A lot of epidemiological studies about genetic polymorphisms on the risks of diseases such as IS have been widely conducted [26,27]. Nowadays, meta-analysis has been widely used to gain more reliable evidence. To our knowledge, this is the first meta-analysis which comprehensively assessed the associations between IL-10-1082G/A and IL-10-819C/T polymorphism and IS risk. The main purpose of our meta-analysis was to review the published literature and attempt to clarify the role of IL-10-1082G/A and IL-10-819C/T polymorphism in IS. In this study, we found significant associations in the overall comparison between IL-10-1082G/A polymorphism and IS. However, IL-10 gene -819C/T polymorphism was not associated with developing IS.

IL-10, an anti-inflammatory cytokine, was showed association with diseases such as type 2 diabetes mellitus (T2DM), coronary heart disease, asthma, stroke and cancer. Consistently, there was also showed association between IL-10 gene polymorphisms and above-mentioned diseases [28-32]. Anjana et al found that, for IL-1082G/A gene polymorphism, there were statistically significant differences in the genotypic distribution and allelic frequency between the patients and healthy controls. The result also showed that A allele of IL-10-1082G/A gene was one of the most predictive independent risk factors for stroke. Similarly, Antonino et al reported, with regard of IL-10 1082G/A genotypes, a higher frequency of A/A genotype in stroke subjects, a higher frequency of G/A genotype in controls and no significant difference in G/G genotype frequency between stroke subjects and controls were observed. Regarding IL-10-819C/T polymorphism, the C/T genotype was significantly more frequent in controls, whereas T/T and C/C genotypes frequency between stroke subjects and controls was no significant difference. Lin et al found there was significant difference in A allele of IL-10-1082G/A gene frequency distribution between stroke and control subjects. But, with regard of IL-10-819C/T gene, there was no significant difference about the genotype and allele frequency distribution between stroke and control subjects. Jin et al found, for the IL-10-1082G/A and -819C/T polymorphisms, there was no significant difference about the genotype and allele frequency distribution between stroke and control subjects. Zhang et al reported that, for the IL-10-1082G/A, G/A genotype and A allele frequency distributions were different between stroke and control subjects. Consistently, for IL-10-819C/T gene, the result was same with the study of above-mentioned. While, Sultana S. et al found that, for the IL10-1082 variants between stroke and control subjects, the G/G genotype was significantly associated with stroke [33]. In our meta-analysis, we excluded the study by Sultana S. et al, because patients in their study might be not completely ischemic stroke. These inconsistent results may be attributed to differences in genetic backgrounds, ethnic difference, and other factors, such as small sample size or inadequate adjustment for confounding factors.

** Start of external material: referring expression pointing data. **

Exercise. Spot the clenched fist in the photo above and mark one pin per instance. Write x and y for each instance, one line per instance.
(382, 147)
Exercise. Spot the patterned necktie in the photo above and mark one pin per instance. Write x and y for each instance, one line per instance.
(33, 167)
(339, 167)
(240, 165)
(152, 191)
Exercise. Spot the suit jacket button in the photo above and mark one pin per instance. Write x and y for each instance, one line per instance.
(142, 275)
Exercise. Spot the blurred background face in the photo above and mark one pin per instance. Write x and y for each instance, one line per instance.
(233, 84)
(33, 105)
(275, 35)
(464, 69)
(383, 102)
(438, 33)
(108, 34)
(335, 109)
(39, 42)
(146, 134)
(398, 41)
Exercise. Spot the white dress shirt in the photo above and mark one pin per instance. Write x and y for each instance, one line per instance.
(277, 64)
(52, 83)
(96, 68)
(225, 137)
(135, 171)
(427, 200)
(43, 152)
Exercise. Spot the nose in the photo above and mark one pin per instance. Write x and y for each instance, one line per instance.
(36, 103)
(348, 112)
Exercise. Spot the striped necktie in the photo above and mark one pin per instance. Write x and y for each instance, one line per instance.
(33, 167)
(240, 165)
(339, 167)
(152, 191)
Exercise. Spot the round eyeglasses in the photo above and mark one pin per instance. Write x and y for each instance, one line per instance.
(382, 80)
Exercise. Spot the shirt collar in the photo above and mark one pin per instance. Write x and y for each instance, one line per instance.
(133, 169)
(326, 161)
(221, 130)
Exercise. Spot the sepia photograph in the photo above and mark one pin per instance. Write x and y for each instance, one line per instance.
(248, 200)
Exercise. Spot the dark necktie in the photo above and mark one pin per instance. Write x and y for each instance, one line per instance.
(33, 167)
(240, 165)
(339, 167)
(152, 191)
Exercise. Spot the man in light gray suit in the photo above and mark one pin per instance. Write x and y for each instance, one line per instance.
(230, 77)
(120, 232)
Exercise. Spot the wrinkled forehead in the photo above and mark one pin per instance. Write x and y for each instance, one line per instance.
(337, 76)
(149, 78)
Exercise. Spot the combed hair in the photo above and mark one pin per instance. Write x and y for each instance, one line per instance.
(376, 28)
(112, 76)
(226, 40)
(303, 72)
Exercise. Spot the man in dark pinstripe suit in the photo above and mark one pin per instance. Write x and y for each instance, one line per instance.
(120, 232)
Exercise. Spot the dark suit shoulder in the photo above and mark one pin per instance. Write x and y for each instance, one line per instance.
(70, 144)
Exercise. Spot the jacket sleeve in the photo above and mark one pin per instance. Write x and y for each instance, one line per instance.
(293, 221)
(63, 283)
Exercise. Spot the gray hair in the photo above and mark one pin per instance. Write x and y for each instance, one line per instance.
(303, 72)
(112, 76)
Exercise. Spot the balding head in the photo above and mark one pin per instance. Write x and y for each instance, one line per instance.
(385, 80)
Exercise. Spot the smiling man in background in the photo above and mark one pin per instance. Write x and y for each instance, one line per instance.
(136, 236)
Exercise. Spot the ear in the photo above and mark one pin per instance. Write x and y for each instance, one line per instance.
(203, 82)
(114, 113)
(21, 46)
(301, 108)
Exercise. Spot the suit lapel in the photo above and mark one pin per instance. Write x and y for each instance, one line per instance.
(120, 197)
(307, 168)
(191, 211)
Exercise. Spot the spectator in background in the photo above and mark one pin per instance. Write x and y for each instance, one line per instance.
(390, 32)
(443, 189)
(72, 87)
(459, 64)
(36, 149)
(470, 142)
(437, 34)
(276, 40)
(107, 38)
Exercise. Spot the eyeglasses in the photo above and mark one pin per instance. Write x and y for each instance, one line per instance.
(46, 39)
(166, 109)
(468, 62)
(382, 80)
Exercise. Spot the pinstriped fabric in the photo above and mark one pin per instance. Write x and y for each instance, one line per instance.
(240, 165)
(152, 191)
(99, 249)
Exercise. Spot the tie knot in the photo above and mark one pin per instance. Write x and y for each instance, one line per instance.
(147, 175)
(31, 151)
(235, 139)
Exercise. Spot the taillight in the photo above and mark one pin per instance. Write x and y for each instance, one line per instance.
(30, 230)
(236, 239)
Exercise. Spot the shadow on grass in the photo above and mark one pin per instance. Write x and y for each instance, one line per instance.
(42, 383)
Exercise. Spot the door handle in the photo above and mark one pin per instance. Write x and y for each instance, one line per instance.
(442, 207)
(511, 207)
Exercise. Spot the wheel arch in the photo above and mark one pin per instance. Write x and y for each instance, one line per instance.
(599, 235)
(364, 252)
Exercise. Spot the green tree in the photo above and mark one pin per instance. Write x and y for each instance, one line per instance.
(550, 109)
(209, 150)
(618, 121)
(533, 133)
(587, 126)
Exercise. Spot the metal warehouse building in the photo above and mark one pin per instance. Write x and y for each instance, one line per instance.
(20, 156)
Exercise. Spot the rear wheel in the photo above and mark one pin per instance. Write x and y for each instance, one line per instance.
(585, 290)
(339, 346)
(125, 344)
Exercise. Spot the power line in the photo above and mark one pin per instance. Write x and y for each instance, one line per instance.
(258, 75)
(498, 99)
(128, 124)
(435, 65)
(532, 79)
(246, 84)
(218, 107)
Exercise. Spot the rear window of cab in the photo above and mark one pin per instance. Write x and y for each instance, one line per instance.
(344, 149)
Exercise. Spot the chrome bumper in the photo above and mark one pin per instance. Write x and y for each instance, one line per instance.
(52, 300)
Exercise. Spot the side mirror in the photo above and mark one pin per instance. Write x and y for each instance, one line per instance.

Our study had its limitations and encountered some potential bias. This situation also existed in other meta-analyses [34]. These limitations of our meta-analysis should be addressed. First, some studies with small sample sizes may not have enough statistical power to prove authentic associations. Second, the number of our studies is comparatively small, more studies are needed. Third, our meta-analyses were performed without adjustment, may cause serious confounding bias. Fourth, Significant heterogeneity was found in some models, which may lead to failure to confirm marginal associations.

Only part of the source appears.